According to the report, the security threats at federal agencies are coming from careless insiders, foreign governments, the general hacking community, “hacktivists,” malicious insiders, terrorists, for-profit criminals and industrial spies.
Half of the respondents—from civilian agencies in particular—indicated an increase in spam and malware attacks, while more than a third saw a rise in ransomware and social engineering-related breaches. Only one-fifth indicated a decrease in cybersecurity threats.

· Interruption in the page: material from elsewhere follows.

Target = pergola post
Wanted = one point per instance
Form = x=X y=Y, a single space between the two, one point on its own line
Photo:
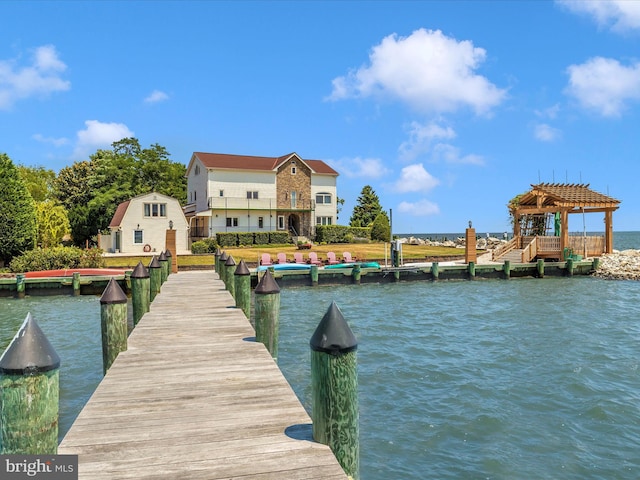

Most respondents to the survey did agree that federal agencies are more proactive regarding IT security when compared to five years ago. The level of attacks, however, has not abated.
"Our survey shows that public sector IT pros are burdened by increasingly sophisticated cyber attacks, challenged by the need to secure data in the midst of modernization and cloud migration efforts, and required to train employees who are unknowingly introducing vulnerabilities into government systems,” said Mav Turner, senior director of product strategy, SolarWinds. “These are Herculean tasks for teams with limited resources.”
Even though IT improvements are clearly needed to prevent attacks, one-third cited that modernization has posed more of a challenge than contributing to successful risk management. Moreover, despite perceptions of strong information technology (IT) measures at some agencies, views on security event detection don’t correspond. Only 60 percent of respondents who rated their agency’s cybersecurity control abilities as “good” or “excellent” had confidence that their systems could detect rogue devices on the network within minutes. Those respondents that had confidence in their IT systems generally came from defense agencies. Far fewer civilian respondents indicated that their organization could detect cyber attacks within minutes.
As far as implementation of the National Institute of Standards and Technology’s (NIST’s) "Framework for Improving Critical Infrastructure Cybersecurity," most respondents felt that their agencies have at least somewhat of a “maturity” in each of the five areas of the framework, the ability to identity, protect, detect, respond and recover from cybersecurity attacks. Nonetheless, the framework is still confusing to 38 percent of the federal IT professionals who responded to the survey.